A nuestro pueblo llegaban, casi a diario, en agosto y septiembre, multitudes de gentes a las que los rojos obligaban abandonar sus pueblos de lo alto de la sierra, en cuanto éstos se veían amenazados por el avance nacional. Se lamentaban de la pérdida de su vaca, gallinas, sus cerdos, que habían tenido que abandonar. La mayoría de las veces venían a pie cargados con sus hatillos que contenían lo más necesario de su ajuar, unos pocos cacharros, y dejando atrás muchos kilómetros. Algunos traían un borriquillo. Los alojaban en las muchas casas vacías de nuestra colonia, pero, pronto, a los pocos días, tenían que ceder ante la nueva oleada que venía y seguir para abajo, hacia el Mediterráneo. Eran personas cuya vida entera había transcurrido en su terruño, aunque fuera en una pobre aldea de montaña, y que ahora, desarraigadas y desmoralizadas, se veían empujadas de acá para allá a un mundo extraño a ellas. Desde luego no eran rojos, pero sí eran «pueblo» y en su círculo estrecho, habían vivido lo malo y lo bueno. Se habían convertido en víctimas de la furia destructora roja, que quería dejar a los «otros» un país despoblado, sin tomar en consideración el hecho de que, al privar a sus conciudadanos de asentamiento, también les quitaban su resistencia moral. Tenían que convertirse en «rojos»; en parte, por el temor a los «nacionales», que se les infundía y, en parte precisamente por el desarraigo, la pérdida de tierras, casa y demás bienes.

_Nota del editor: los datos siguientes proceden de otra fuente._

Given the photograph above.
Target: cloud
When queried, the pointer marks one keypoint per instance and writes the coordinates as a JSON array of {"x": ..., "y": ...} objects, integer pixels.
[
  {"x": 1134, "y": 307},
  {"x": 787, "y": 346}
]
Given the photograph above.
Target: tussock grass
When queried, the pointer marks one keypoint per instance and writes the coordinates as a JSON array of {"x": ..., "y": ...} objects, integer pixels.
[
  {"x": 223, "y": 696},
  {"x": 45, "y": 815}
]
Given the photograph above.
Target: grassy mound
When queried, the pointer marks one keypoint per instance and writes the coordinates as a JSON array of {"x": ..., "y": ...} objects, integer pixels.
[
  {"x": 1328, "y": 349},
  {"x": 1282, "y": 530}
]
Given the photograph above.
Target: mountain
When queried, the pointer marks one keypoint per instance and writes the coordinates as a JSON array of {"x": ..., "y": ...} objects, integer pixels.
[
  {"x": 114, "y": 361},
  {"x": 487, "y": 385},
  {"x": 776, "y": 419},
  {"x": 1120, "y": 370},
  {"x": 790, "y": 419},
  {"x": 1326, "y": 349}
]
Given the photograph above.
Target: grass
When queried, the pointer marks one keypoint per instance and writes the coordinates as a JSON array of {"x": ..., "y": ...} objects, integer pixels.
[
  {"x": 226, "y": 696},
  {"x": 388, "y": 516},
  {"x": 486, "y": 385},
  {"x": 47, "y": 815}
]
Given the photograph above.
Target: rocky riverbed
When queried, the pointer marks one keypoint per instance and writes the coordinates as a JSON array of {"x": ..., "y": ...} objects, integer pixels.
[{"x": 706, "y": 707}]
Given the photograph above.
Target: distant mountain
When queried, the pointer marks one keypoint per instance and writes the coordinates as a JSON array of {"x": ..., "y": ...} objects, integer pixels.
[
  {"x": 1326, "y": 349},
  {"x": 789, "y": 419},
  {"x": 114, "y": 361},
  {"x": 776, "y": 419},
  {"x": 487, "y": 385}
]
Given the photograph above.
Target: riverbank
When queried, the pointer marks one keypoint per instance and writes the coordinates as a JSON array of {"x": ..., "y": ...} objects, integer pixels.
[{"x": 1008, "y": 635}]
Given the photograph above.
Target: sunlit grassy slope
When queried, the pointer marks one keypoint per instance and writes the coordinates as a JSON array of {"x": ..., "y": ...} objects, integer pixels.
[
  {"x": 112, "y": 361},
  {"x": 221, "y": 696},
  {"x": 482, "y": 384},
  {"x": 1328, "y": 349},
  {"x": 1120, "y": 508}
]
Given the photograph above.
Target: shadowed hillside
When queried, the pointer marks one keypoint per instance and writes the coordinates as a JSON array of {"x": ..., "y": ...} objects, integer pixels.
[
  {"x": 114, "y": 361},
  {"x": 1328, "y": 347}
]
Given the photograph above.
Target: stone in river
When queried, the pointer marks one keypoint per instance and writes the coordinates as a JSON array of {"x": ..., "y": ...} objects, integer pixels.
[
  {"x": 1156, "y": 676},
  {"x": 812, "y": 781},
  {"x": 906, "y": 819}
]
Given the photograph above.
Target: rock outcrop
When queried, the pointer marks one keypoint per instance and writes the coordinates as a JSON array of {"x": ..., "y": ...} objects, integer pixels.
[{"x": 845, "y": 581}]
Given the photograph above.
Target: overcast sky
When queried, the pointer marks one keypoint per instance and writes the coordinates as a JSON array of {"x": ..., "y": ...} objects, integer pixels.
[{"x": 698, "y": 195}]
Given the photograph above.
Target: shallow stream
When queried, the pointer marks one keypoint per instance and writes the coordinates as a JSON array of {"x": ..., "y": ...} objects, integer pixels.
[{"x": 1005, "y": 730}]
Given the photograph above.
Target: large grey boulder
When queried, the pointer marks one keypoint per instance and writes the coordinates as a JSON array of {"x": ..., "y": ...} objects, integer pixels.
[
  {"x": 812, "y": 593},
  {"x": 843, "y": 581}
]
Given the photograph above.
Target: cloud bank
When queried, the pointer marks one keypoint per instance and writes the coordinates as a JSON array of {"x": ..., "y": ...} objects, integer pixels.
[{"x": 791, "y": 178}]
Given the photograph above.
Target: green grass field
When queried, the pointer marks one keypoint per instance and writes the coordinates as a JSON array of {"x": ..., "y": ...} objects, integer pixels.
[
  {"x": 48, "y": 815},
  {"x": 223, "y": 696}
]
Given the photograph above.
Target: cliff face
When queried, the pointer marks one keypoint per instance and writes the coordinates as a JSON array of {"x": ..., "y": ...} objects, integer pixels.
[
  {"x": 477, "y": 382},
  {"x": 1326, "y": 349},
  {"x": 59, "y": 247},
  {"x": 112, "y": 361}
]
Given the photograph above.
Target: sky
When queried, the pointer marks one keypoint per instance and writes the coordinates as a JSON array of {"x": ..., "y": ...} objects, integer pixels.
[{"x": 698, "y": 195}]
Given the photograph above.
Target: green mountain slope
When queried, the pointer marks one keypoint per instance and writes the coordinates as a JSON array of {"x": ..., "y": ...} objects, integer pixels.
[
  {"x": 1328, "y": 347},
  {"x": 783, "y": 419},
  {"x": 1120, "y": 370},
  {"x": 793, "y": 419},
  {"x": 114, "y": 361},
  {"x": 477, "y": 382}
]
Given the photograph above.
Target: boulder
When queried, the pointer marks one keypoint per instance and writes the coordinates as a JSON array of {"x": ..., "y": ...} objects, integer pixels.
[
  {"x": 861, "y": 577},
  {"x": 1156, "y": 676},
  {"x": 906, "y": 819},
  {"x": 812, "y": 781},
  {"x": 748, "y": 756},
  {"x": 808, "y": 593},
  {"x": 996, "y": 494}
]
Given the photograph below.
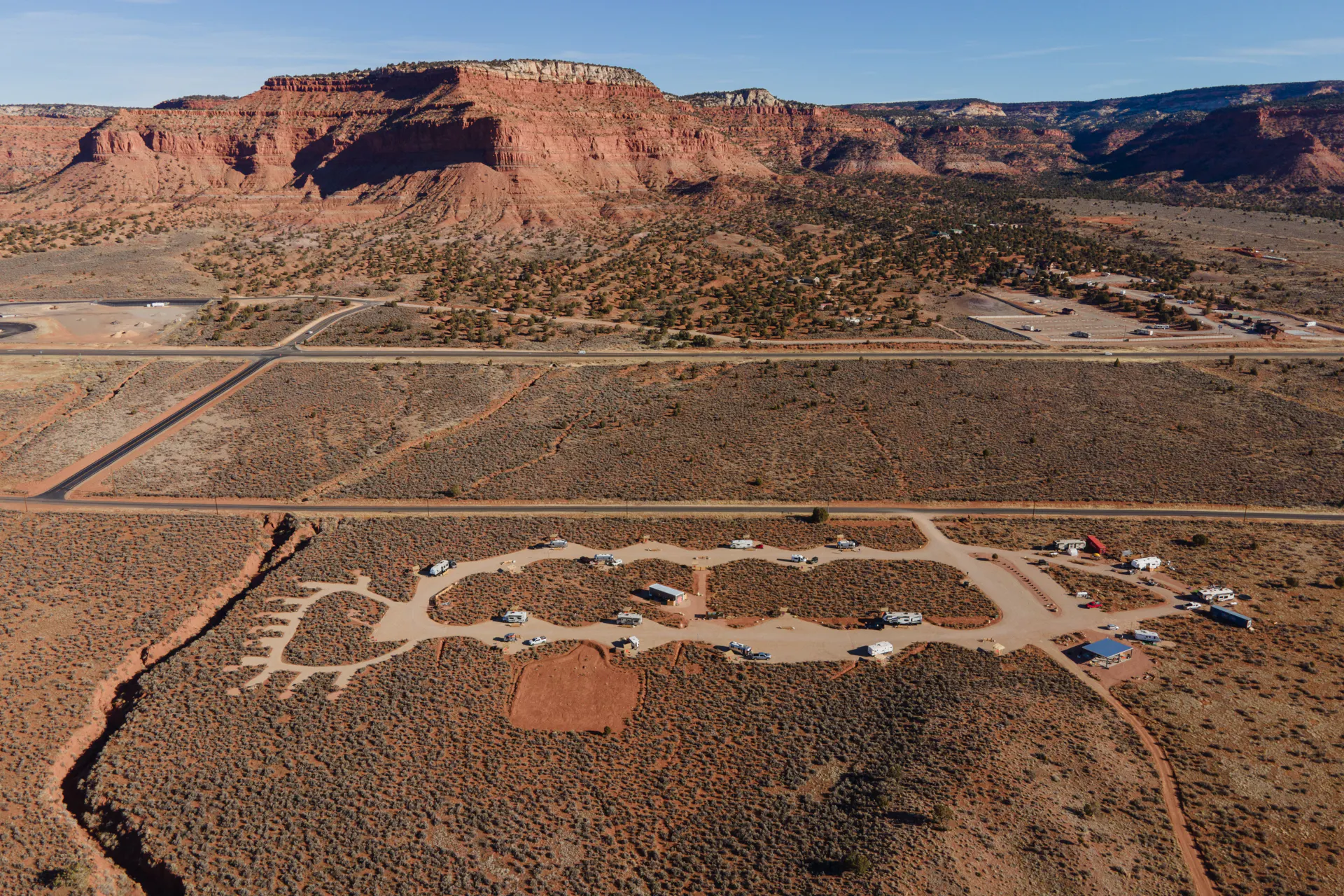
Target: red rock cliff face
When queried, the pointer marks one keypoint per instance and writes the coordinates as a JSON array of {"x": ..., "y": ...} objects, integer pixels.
[
  {"x": 514, "y": 143},
  {"x": 974, "y": 149},
  {"x": 35, "y": 146},
  {"x": 819, "y": 137},
  {"x": 1268, "y": 147}
]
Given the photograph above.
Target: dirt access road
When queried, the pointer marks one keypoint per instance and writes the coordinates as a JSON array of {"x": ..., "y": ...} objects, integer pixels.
[{"x": 1034, "y": 609}]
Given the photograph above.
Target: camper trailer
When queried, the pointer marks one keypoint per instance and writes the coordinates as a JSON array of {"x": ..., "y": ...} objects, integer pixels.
[{"x": 902, "y": 618}]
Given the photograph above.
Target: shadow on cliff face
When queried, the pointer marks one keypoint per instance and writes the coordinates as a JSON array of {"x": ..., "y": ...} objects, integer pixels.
[{"x": 398, "y": 150}]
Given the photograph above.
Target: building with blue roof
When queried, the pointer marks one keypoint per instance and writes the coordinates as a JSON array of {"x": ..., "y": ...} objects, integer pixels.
[{"x": 1108, "y": 652}]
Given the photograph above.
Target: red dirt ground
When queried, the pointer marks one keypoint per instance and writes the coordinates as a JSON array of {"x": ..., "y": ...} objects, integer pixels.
[{"x": 578, "y": 691}]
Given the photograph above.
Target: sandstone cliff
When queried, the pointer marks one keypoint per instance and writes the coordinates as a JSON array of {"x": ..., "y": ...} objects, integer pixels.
[
  {"x": 505, "y": 143},
  {"x": 39, "y": 140},
  {"x": 794, "y": 134},
  {"x": 1280, "y": 147}
]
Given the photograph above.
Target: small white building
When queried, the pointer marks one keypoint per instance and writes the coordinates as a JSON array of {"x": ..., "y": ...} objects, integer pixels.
[{"x": 667, "y": 594}]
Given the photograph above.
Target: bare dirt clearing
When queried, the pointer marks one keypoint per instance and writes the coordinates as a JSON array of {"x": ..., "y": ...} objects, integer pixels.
[
  {"x": 1249, "y": 719},
  {"x": 148, "y": 266},
  {"x": 577, "y": 691}
]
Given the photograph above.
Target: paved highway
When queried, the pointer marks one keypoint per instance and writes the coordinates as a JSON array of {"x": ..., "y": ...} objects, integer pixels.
[
  {"x": 59, "y": 491},
  {"x": 54, "y": 500},
  {"x": 290, "y": 351}
]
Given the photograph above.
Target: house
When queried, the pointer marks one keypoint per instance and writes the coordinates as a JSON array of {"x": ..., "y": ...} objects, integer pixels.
[
  {"x": 1108, "y": 652},
  {"x": 666, "y": 593},
  {"x": 1230, "y": 617}
]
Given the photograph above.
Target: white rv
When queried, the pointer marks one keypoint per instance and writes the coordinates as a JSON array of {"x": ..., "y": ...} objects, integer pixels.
[{"x": 902, "y": 618}]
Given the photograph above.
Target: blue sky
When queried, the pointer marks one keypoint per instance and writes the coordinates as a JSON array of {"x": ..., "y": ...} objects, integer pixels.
[{"x": 141, "y": 51}]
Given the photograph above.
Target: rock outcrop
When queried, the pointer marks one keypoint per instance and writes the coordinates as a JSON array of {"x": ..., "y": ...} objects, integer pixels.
[
  {"x": 794, "y": 134},
  {"x": 1280, "y": 147},
  {"x": 39, "y": 140},
  {"x": 504, "y": 143}
]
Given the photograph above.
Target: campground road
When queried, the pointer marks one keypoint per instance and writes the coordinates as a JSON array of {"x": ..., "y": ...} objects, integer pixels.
[{"x": 54, "y": 500}]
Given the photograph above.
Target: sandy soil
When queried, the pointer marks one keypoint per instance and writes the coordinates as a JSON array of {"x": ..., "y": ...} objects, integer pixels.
[
  {"x": 94, "y": 324},
  {"x": 89, "y": 405},
  {"x": 1310, "y": 282},
  {"x": 147, "y": 266},
  {"x": 577, "y": 691}
]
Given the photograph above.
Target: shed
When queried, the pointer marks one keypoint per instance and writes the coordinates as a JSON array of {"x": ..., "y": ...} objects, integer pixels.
[
  {"x": 1108, "y": 652},
  {"x": 666, "y": 593},
  {"x": 1230, "y": 617}
]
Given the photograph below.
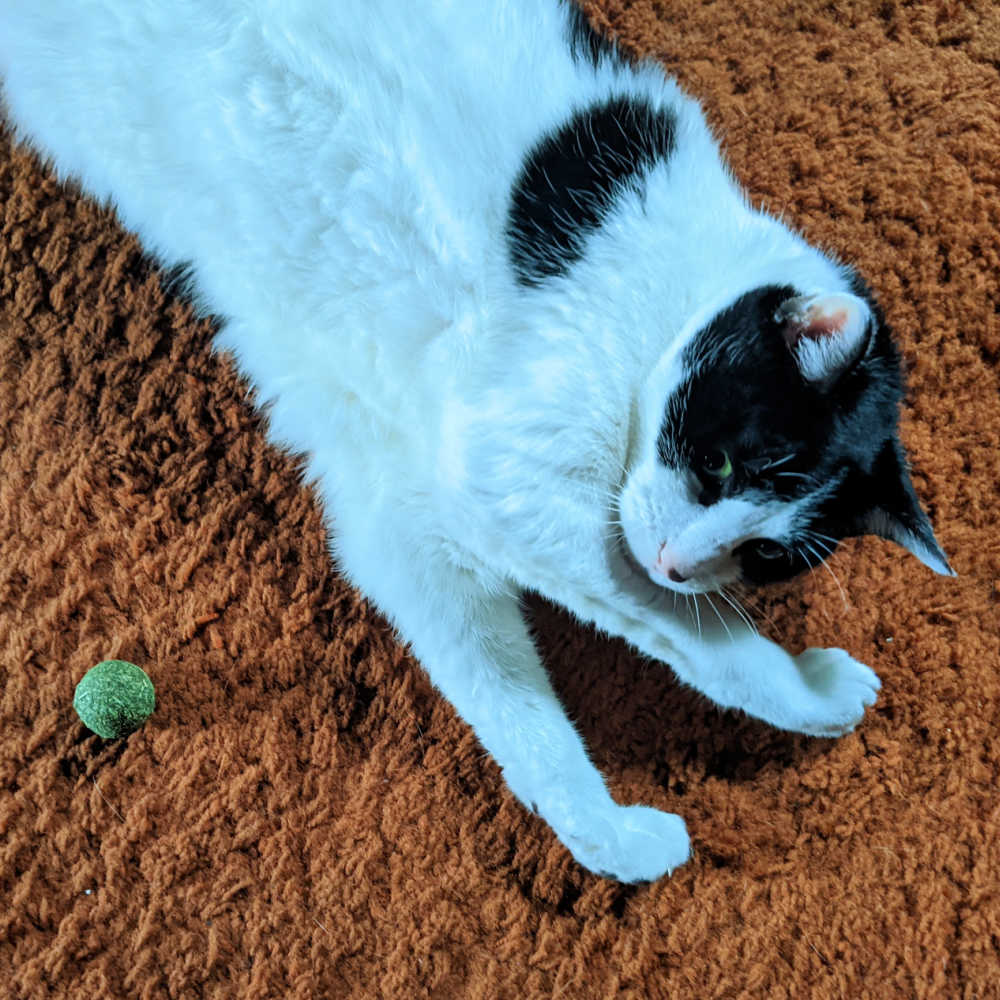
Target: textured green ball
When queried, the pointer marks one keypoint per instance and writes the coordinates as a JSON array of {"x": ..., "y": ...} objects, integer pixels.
[{"x": 114, "y": 698}]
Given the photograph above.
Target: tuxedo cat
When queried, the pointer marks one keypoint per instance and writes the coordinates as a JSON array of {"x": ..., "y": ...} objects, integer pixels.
[{"x": 497, "y": 281}]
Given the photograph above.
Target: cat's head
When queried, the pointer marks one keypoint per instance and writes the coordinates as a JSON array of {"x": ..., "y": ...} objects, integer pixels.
[{"x": 768, "y": 436}]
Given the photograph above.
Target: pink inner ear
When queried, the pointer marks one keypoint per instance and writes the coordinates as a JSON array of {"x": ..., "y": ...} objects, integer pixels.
[
  {"x": 820, "y": 324},
  {"x": 817, "y": 325}
]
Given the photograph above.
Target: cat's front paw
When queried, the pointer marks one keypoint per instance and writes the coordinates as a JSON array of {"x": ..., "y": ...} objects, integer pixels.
[
  {"x": 630, "y": 843},
  {"x": 839, "y": 691}
]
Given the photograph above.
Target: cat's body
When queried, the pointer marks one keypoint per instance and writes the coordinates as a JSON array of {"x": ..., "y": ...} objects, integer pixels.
[{"x": 470, "y": 262}]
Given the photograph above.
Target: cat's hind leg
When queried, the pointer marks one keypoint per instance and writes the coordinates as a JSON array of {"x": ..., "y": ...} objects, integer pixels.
[{"x": 474, "y": 643}]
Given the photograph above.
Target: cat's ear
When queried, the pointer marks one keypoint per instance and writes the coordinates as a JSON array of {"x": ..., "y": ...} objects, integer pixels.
[
  {"x": 826, "y": 334},
  {"x": 897, "y": 514}
]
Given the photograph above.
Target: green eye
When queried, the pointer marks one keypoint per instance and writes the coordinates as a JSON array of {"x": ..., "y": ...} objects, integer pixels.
[{"x": 717, "y": 463}]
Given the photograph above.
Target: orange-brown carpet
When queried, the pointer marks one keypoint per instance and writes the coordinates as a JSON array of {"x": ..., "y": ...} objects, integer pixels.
[{"x": 303, "y": 817}]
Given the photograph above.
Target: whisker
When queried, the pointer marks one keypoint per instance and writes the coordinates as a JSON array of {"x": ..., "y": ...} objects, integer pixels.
[
  {"x": 718, "y": 614},
  {"x": 823, "y": 563},
  {"x": 741, "y": 611},
  {"x": 780, "y": 461}
]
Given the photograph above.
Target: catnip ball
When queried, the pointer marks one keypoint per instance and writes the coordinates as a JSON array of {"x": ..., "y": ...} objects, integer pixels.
[{"x": 114, "y": 698}]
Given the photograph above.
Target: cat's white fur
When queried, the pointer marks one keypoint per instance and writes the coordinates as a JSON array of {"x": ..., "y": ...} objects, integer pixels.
[{"x": 338, "y": 173}]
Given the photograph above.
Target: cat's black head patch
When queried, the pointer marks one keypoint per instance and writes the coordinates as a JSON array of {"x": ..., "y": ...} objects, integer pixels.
[
  {"x": 572, "y": 177},
  {"x": 829, "y": 445}
]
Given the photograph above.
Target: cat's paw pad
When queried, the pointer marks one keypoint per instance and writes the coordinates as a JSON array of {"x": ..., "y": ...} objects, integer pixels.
[
  {"x": 631, "y": 844},
  {"x": 840, "y": 688}
]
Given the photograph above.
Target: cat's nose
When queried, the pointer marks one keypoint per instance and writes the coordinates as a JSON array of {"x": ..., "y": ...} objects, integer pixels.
[{"x": 666, "y": 565}]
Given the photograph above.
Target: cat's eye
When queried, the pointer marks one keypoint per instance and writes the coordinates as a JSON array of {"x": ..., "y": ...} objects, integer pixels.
[
  {"x": 768, "y": 549},
  {"x": 717, "y": 463}
]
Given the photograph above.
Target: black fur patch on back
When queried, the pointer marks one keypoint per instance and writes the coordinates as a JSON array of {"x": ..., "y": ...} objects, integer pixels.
[
  {"x": 586, "y": 44},
  {"x": 571, "y": 178}
]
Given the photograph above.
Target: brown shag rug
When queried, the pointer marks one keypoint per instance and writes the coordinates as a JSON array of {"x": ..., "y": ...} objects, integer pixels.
[{"x": 303, "y": 817}]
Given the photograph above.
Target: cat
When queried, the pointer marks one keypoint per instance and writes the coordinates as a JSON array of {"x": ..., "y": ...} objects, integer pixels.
[{"x": 497, "y": 281}]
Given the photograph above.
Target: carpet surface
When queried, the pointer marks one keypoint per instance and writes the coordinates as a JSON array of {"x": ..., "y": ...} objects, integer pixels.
[{"x": 304, "y": 817}]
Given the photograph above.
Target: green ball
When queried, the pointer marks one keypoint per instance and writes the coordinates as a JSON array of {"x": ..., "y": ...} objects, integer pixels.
[{"x": 114, "y": 698}]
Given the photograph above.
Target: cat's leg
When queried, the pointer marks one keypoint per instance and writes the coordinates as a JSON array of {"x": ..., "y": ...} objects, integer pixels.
[
  {"x": 822, "y": 692},
  {"x": 474, "y": 644}
]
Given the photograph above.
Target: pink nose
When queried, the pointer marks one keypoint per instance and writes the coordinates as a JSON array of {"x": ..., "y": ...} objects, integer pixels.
[{"x": 666, "y": 565}]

Este sistema lo aplicaron en todas partes y, más adelante, incluso en las provincias entre Badajoz y Madrid, que tomaron los nacionales. Éstos encontraban a su paso, siempre pueblos vacíos: en todas partes la gente se había visto obligada a abandonarlos, juntamente con los rojos.
En columnas interminables cruzaban Madrid, a pie, en carros de mulas, algunos, prosiguiendo una transmigración miserable, hacia una nueva miseria. Muchos intentaban agarrarse a Madrid, se guarnecían hasta en socavones en el suelo, pero el propio Madrid no tenía comida. Así, levantaron bandera contra ellos —inmigrantes forzosos— y los empujaron más allá todavía; «apartándolos» hacia los pueblos de las provincias mediterráneas donde los ya residentes los recibían como una invasión inesperada, que venía a alterar su vida. Yo mismo hablé con esos refugiados y les pregunté: «¿por qué no os quedasteis en el pueblo? Para vosotros no había peligro, no intervinisteis en la lucha por el pueblo, y los que lo hicieron ya lo habían abandonado». Lo primero que decían era: «nos dijeron que al llegar los ‘moros’ matarían a todos los hombres y abusarían de mujeres y niños». Yo les decía: «¿y os habéis creído todo? No sólo vienen moros, sino también españoles y esos son como vosotros, no son bestias… con ellos podéis hablar». «Sí, pero no podíamos decir nada. Las milicias entraron en el pueblo y nos dijeron: ‘dentro de dos horas os tenéis que marchar todos, y al que se quede, lo fusilamos’».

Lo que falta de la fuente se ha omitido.